The most current dispute is between Lionel in the Milling Division and William in the Assembly Division. The Assembly Division is currently operating at about 80% of its capacity of 100,000 logs per year and William wants Lionel’s Milling Division to produce a new version of the standard notched log that will allow Assembly to offer a new line of homes. These homes would take less time to construct and could be sold at lower than present prices, allowing William to operate at capacity.

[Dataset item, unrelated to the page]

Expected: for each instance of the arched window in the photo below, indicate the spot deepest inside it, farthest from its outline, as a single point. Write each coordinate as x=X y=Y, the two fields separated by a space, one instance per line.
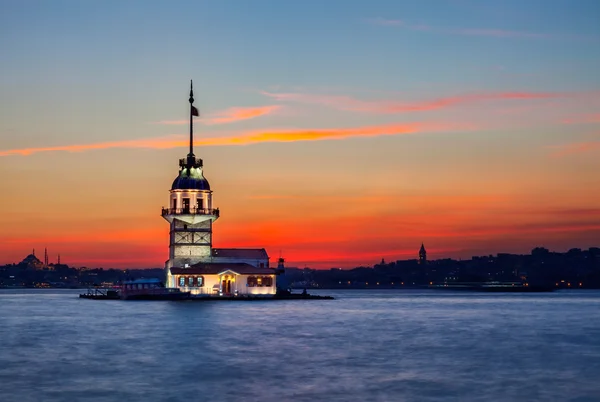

William states that the most his division can pay for the new style of notched log is $32.30. This figure is justified by William as follows:
Maximum price people would be willing to pay for a cabin $84,000
Number of logs in this new style of home 1,000
Maximum selling price per log: $84,000/1,000 = $84.00
His analysis of the cost to assemble a log home on a per log basis:
Maximum selling price/log $84.00
Direct labour $29.90
Variable overhead 4.40
Fixed overhead 7.28
Other Materials (except logs) 1.13
42.71
Profit allowance 8.99
Total 51.70
Maximum price per log $32.30
Lionel, the Milling Division Manager, refuses to sell William the new notched log for $32.30. The Milling Division is presently running at 90% of capacity (80,000 logs to William and another 100,000 logs to other customers). He can currently get $42 per log from his outside other customers. According to Lionel, “Being the youngest in the family, I always had to do what my older brothers and sisters told me to do. Now it’s gone too far. I have my own family to think about now. When it comes time to split up the company bonuses at the end of the year, I don’t want my divisional profit to be lower and my bonus to be small just because William has the idea that he wants to sell a different type of log home. My direct labour and materials would be the same for the new ones as the regular model. Including what I have to pay Natalie for the logs, it works out to $20.10 per log. My variable overhead is an additional $5.00 per log and the fixed overhead gets applied at $10.00 per log. I can’t produce logs at a full cost of $35.10 and sell them to William for $32.30. I’d be losing money on every log. It will lower my annual bonus, which is already based on the lowest segment margin of the three divisions.”
Required:
Assume the role of an outside consultant hired by CBLH. Write a report to Paulette MacDonald providing recommendations to improve CBLH’s performance management system. Be sure to include as part of your report: (i) a full analysis of how overall company profits will be affected by the expansion into the new line of cabins, and (ii) an analysis and recommendation for Paulette to help her decide whether to intervene in this or other disputes regarding transfer prices. Be sure to discuss the advantages and disadvantages of different options for the transfer pricing policy and how it would likely affect divisional profits and decision making, as well as overall company profits.